How do unhatched chicks breathe?

Well, how do they?

Viviparous animals get oxygenated blood via their umbilical cords. Are eggshells porous enough to sustain the chicks via diffusion? But what happens when mummy sits on them?

I remember doing science experiments that showed eggs to be gas permeable. I expect the oxygen they need just diffuses in there.

The shell is very permeable. As the embryo develops in to a chick, an air sac slowly develops within the egg. When the chick is ready, it uses it’s egg tooth to release this air and begin to breath. This is when the chick begins to peep inside the shell. Cite.

Actually, I would say the the air sac is there very early.

Most eggs have a “fat/rounded” end and a pointed end; the air sac is on the fat end. Some eggs look look the same on both ends, though, and if they are incubated the wrong (non-air cell) end up, the hatchability really goes down.

Candleling (illuminating the egg with a light source) is one way to tell the corrcect orientation when placing eggs in an incubator–which is how commercial eggs are “set”.

Commercial eggs aren’t incubated by the mother hen, but in a incubator.

Mother hens don’t smother their eggs in a natural setting-- they have to eat, drink, and poop and pee–and just move around, so the eggs are moved with the hen’s movements. Incubators rotate eggs to approximate this.

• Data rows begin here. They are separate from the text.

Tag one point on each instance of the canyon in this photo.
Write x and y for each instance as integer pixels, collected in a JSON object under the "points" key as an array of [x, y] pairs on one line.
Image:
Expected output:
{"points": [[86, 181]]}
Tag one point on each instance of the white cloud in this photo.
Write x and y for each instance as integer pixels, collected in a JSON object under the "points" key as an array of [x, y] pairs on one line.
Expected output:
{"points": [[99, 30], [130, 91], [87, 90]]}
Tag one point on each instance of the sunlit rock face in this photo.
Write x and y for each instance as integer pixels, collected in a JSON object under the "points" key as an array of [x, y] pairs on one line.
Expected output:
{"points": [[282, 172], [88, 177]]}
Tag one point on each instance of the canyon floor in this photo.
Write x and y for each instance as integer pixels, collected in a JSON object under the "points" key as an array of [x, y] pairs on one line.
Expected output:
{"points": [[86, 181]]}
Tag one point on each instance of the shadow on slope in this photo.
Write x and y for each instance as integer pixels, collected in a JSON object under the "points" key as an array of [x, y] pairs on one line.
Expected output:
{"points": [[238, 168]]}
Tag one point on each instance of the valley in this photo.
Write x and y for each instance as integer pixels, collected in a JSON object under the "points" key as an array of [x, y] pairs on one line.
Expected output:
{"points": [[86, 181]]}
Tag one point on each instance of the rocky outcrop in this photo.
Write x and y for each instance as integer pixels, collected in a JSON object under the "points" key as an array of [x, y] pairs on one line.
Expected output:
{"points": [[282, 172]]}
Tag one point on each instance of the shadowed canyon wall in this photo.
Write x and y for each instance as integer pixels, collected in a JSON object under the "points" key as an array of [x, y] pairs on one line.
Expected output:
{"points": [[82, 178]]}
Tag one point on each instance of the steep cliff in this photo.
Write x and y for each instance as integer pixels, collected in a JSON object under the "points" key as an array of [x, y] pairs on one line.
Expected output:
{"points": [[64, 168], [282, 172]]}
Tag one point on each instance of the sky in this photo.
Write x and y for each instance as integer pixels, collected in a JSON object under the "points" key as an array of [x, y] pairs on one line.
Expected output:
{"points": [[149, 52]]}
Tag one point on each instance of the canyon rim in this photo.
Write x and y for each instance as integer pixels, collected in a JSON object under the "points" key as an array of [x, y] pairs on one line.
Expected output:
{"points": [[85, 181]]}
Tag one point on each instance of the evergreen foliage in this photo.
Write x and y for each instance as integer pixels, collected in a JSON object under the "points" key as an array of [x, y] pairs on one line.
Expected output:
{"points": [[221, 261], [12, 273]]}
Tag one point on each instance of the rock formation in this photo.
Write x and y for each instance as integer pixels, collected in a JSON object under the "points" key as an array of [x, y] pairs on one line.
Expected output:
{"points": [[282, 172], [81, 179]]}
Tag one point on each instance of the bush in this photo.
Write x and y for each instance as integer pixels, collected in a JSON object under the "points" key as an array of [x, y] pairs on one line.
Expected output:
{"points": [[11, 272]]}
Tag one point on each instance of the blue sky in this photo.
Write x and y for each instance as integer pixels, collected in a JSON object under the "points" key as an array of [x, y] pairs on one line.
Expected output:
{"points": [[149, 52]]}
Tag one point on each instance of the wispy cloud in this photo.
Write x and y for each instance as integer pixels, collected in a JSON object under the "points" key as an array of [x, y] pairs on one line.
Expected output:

DeVena gave a great link to visualize the hatching of a chick–but notice it was in artificial setting. That wasn’t the farmer’s henhouse or the free range.

Of course observing the hatching in a controlled setting is what lets us understand it. Penn State has a pretty good poultry science department going.

I have an incubator.
Its 21 inches in diameter.
It has a 6 1/2 inch water pan inside that provides enough moisture for chick hatching.
50% during incubation. I add a jar lid with water to increase moisture to 65 % during hatching.
Ducks need 65% moisture during incubation and 75% at hatch.
I spray the eggs several times a day with warm water.
Geese need 75% and 80 % at hatch. Haven’t tried hatching them yet.

justwannano–great point–humidity is a big factor in hatchability.

I worked in a college poultry science department and helped ostrich eggs hatch once. The chicks (and eggs) were huge, but they needed a lot of misting with water to hatch. Makes me wonder about the hatchablity in the wild.

Permeability, yeah. Which means it’s possible smother eggs.

In the Milwaukee area, Canada geese abound to the point of nuisancy, taking over parks and beaches.

Since protesters won’t allow the city to just shoot 'em, they go around and coat the eggs with oil, which prevents them from hatching.

The geese continue setting them, whereas if you just destroyed the eggs they’d just lay more.